THE London public school attended by the British intelligence officer and Soviet spy Kim Philby (1912-1988) is planning a move that he would have approved of as a Marxist. Westminster School, which nestles next to Westminster Abbey and whose annual boarding fees of £41,607 are more than most British people earn, is to appoint enforcers of equality and diversity from amongst its pupils.
In an update circulated to former pupils, Westminster’s Challenging Racism Committee (CRC) says it is ‘planning to appoint year-group equality representatives, who will receive training from experts in diversity and unconscious bias to capture and report any racist incidents involving pupils and offer support’.
The CRC, which ‘was established with representatives from the staff and pupil body, the Governing Body and HR department’, has been ‘reviewing and implementing our response to the Black Lives Matter movement, which has affected us all, and as such, wanted to give an update on progress to date and thoughts for the future’.
Thoughtful Westminster parents are surely going to wonder what offering ‘support’ over ‘any racist incidents involving pupils’ will mean in practice. Those familiar with Marxist euphemism are likely to be concerned that the new diversity representatives will see their role as being to root out racism by denouncing fellow pupils suspected of it to the school authorities. Whatever their son or daughter’s ethnic background, will parents out of their taxed income (if they are domiciled in the UK) want to spend around £30,000 per year for a day pupil or £40,000 for a boarder on having their teenager turned either into a politically correct commissar or the subject of denunciation for ‘unconscious bias’?
Parents concerned that Westminster is going to sacrifice academic rigour for ideological purity are unlikely to be reassured by this part of the CRC update: ‘Regarding changes to the curriculum, the Deputy Head (Academic) attended the most recent CRC meeting.

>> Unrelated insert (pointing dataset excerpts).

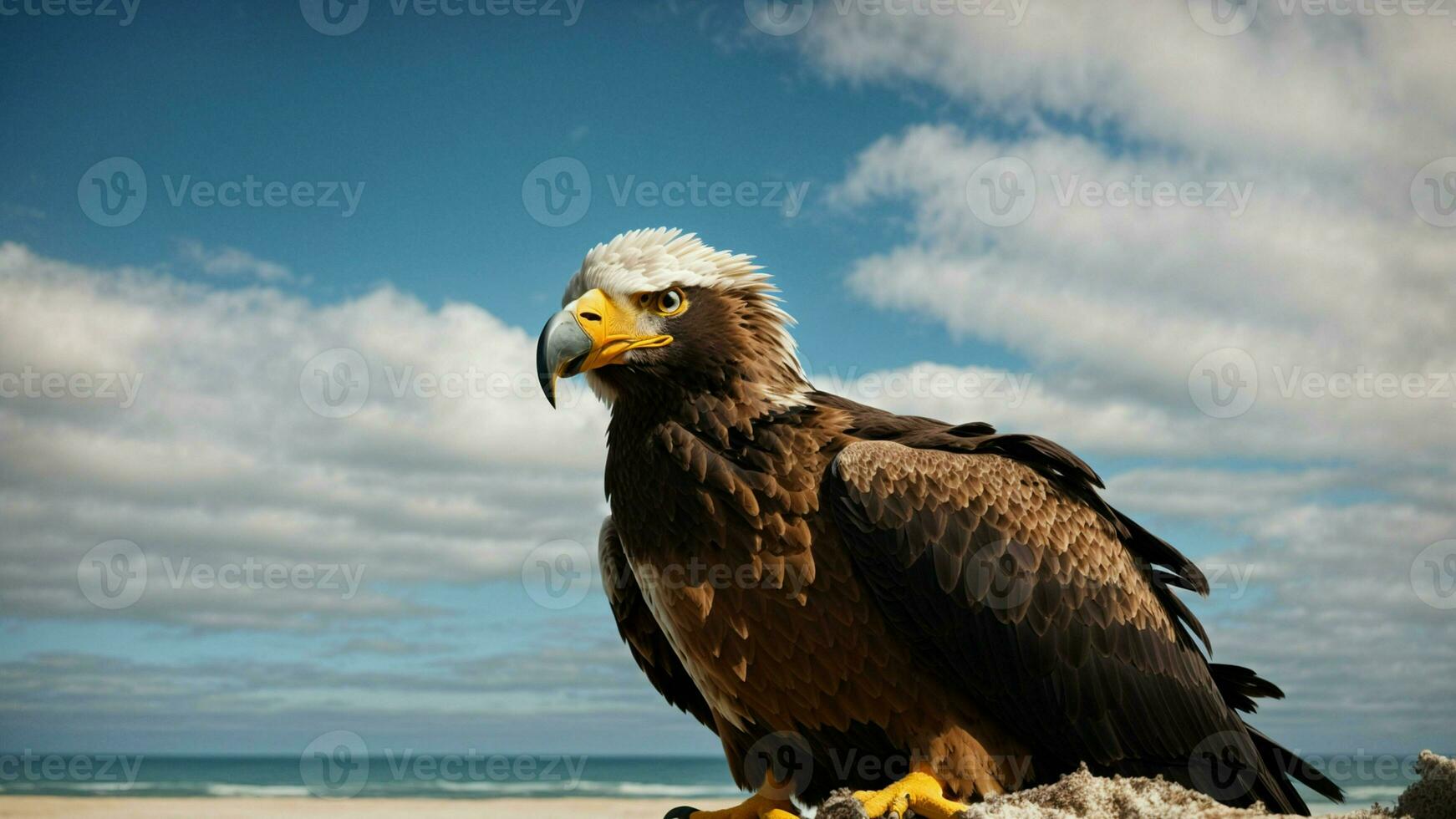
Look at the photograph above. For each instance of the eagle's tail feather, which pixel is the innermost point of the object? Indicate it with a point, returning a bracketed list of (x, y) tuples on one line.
[(1283, 762)]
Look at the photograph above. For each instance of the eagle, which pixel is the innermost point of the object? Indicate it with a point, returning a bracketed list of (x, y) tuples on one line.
[(893, 611)]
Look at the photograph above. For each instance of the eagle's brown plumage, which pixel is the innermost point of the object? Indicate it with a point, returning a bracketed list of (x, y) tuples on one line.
[(893, 588)]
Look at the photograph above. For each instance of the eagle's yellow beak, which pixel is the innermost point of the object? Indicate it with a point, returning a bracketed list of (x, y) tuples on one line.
[(592, 332)]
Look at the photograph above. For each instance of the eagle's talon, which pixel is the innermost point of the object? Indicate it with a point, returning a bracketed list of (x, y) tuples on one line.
[(756, 806), (842, 805), (919, 791)]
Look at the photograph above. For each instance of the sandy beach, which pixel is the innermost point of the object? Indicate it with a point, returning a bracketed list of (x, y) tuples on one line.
[(181, 807), (1073, 796)]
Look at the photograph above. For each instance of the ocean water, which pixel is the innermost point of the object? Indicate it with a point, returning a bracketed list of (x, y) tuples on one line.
[(456, 776), (402, 776)]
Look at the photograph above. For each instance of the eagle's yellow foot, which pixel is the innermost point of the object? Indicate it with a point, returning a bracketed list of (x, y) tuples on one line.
[(756, 806), (920, 791)]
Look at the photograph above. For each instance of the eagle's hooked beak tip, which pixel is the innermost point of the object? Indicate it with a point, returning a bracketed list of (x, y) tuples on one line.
[(559, 351)]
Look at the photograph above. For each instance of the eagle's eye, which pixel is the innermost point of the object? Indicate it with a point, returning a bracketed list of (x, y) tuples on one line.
[(669, 303)]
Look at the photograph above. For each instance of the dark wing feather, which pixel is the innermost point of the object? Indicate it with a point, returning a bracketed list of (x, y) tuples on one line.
[(1004, 579), (641, 632)]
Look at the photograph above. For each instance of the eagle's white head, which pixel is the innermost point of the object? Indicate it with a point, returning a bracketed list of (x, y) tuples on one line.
[(659, 308)]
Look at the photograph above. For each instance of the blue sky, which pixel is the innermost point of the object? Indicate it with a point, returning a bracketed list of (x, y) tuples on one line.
[(1321, 504)]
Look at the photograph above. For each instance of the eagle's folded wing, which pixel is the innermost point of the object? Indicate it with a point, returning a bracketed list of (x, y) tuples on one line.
[(643, 634), (1026, 597)]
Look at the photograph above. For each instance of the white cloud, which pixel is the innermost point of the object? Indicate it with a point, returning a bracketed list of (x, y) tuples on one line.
[(220, 457), (1326, 281)]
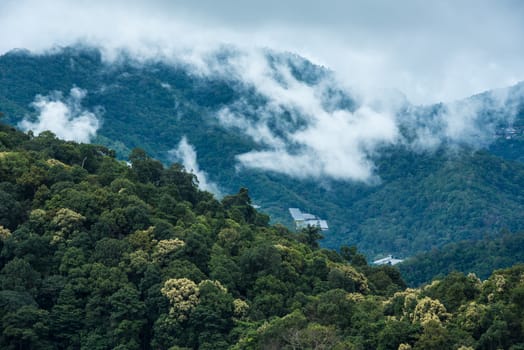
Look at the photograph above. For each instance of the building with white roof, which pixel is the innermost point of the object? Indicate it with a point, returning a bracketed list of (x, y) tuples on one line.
[(303, 220)]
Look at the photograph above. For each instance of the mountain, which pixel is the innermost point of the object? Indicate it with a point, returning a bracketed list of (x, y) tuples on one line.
[(97, 254), (480, 257), (442, 182)]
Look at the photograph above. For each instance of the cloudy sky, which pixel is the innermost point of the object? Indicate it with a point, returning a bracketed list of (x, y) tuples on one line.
[(430, 50)]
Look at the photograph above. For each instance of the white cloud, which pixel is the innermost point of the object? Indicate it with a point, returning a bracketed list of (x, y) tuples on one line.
[(65, 117), (432, 51), (186, 154)]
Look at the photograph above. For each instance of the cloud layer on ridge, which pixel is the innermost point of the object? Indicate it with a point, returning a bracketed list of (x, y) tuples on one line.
[(65, 117), (437, 51), (186, 154)]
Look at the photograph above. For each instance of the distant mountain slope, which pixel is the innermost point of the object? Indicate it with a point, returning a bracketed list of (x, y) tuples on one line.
[(425, 198), (480, 257)]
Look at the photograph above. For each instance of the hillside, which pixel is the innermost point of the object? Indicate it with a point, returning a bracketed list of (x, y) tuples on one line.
[(417, 199), (97, 254), (480, 257)]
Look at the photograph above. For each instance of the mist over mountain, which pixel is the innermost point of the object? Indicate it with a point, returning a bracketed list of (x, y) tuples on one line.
[(389, 176)]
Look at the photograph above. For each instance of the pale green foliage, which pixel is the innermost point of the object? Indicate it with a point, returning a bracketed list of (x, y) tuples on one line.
[(428, 309), (4, 233), (182, 294)]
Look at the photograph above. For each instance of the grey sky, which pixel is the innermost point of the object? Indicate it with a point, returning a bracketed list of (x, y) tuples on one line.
[(430, 50)]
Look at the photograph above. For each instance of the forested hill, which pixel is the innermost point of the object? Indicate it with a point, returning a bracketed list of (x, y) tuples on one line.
[(420, 199), (96, 254)]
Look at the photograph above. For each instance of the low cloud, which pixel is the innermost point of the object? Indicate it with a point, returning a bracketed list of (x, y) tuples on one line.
[(186, 154), (64, 116), (304, 129), (321, 129)]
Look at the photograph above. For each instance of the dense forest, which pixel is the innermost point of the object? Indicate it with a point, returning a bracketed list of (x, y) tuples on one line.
[(99, 254), (423, 200), (481, 257)]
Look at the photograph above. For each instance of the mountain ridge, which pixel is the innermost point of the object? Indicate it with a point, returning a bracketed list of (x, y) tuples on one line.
[(154, 105)]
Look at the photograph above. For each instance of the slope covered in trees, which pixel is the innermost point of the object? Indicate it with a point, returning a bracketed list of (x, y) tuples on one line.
[(480, 257), (424, 199), (99, 255)]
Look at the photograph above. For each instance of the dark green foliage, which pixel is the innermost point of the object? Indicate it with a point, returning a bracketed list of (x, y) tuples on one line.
[(424, 201), (480, 257), (110, 257)]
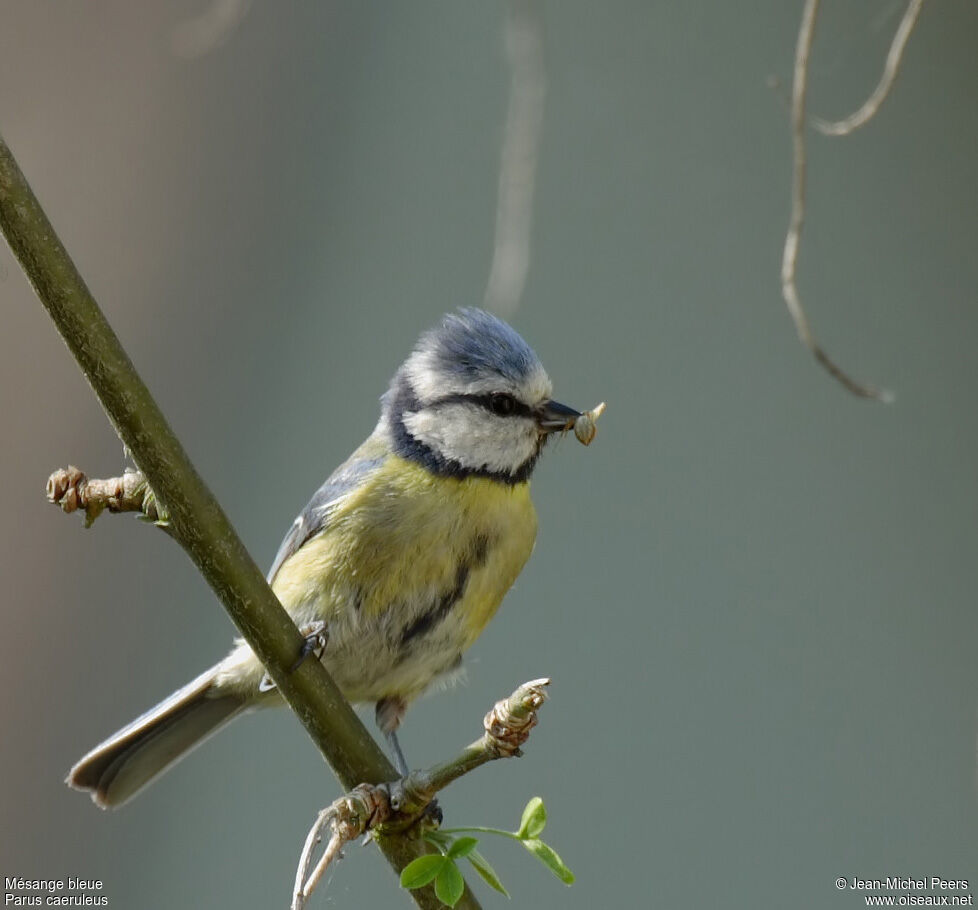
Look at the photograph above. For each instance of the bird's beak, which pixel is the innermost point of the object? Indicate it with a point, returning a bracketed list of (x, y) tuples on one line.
[(553, 417)]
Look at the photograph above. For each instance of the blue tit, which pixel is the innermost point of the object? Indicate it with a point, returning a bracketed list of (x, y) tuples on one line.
[(400, 558)]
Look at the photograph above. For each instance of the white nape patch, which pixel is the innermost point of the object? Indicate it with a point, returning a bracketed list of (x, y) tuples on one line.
[(430, 381), (474, 437)]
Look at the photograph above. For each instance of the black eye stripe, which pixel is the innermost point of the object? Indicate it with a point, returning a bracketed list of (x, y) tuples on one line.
[(487, 401)]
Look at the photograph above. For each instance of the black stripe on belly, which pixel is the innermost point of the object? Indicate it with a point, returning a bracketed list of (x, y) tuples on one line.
[(426, 621), (430, 618)]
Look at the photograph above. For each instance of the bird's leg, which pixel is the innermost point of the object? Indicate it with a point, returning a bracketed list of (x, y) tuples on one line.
[(315, 637), (389, 714)]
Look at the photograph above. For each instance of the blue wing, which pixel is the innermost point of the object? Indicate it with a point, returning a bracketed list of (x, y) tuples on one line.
[(315, 516)]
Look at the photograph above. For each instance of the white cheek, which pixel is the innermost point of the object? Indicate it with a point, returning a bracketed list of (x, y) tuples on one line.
[(475, 438)]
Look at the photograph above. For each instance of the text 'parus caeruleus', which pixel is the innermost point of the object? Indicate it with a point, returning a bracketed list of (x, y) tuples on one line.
[(400, 559)]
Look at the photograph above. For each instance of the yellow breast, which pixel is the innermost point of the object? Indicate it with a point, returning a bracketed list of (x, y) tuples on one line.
[(409, 570)]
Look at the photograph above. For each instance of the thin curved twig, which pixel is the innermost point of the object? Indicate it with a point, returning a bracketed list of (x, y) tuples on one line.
[(518, 162), (789, 261), (890, 71)]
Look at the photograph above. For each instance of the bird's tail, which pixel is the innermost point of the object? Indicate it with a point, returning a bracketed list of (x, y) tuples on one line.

He noted that some of our curriculum content is limited by syllabuses that are defined by examination boards, and changes here will be in the long term.’
Then there is the question of what will happen to the spirit of free intellectual inquiry at the school. Will pupils be allowed to analyse the formation of particular cultures within some ethnic groups in Western society and to evaluate such cultures intellectually and morally? For example, white supremacists in the US form a nasty, anti-Semitic and often violent, but fortunately small, sub-culture within the American white population.
Presumably, a Westminster pupil would not get into trouble for pointing that out. But would he or she get into trouble for talking about the role that political correctness played in making the police reluctant to investigate Asian grooming gangs targeting white girls for sexual exploitation in England?
A former Director of Public Prosecutions, Ken Macdonald, conceded that point in an interview with John Humphrys on BBC Radio 4’s Today programme in 2017. After 18 people in Newcastle were convicted of or admitted to child sexual exploitation, Macdonald, a Liberal Democrat peer, said: ‘There has been in the past a reluctance to investigate a category of crime that people might believe attaches to a particular community in circumstances where men may be targeting young women.’
Humphrys said: ‘In other words we’re talking about – by and large – Muslim men who have been targeting white girls.’ Macdonald: ‘Yes, exactly.’
Humphrys then asked if ‘political correctness’ had ‘interfered with the course of justice’. Macdonald reiterated that cases had not been looked into as they should have been.
How would a Westminster equality and diversity commissar react if he or she overheard a fellow pupil agreeing with Lord Macdonald?
The evangelical hymn writer Charles Wesley (1707-1788) attended Westminster School. Jesus, the Name High Over All is one of his most celebrated hymns. It includes the following verse: ‘Oh, that the world might taste and see the riches of His grace! The arms of love that compass me, would all mankind embrace.’
This hymn is thus asserting that everybody in the world, whatever their ethnic, cultural or religious background, needs the eternal salvation which God’s one and only Son, Jesus Christ, uniquely achieved for all humanity through his sin-bearing death on the Cross.
Under the regime planned by the CRC, could a Westminster pupil who has ever sung that in their church find themselves being reported to their school authorities for a diversity violation?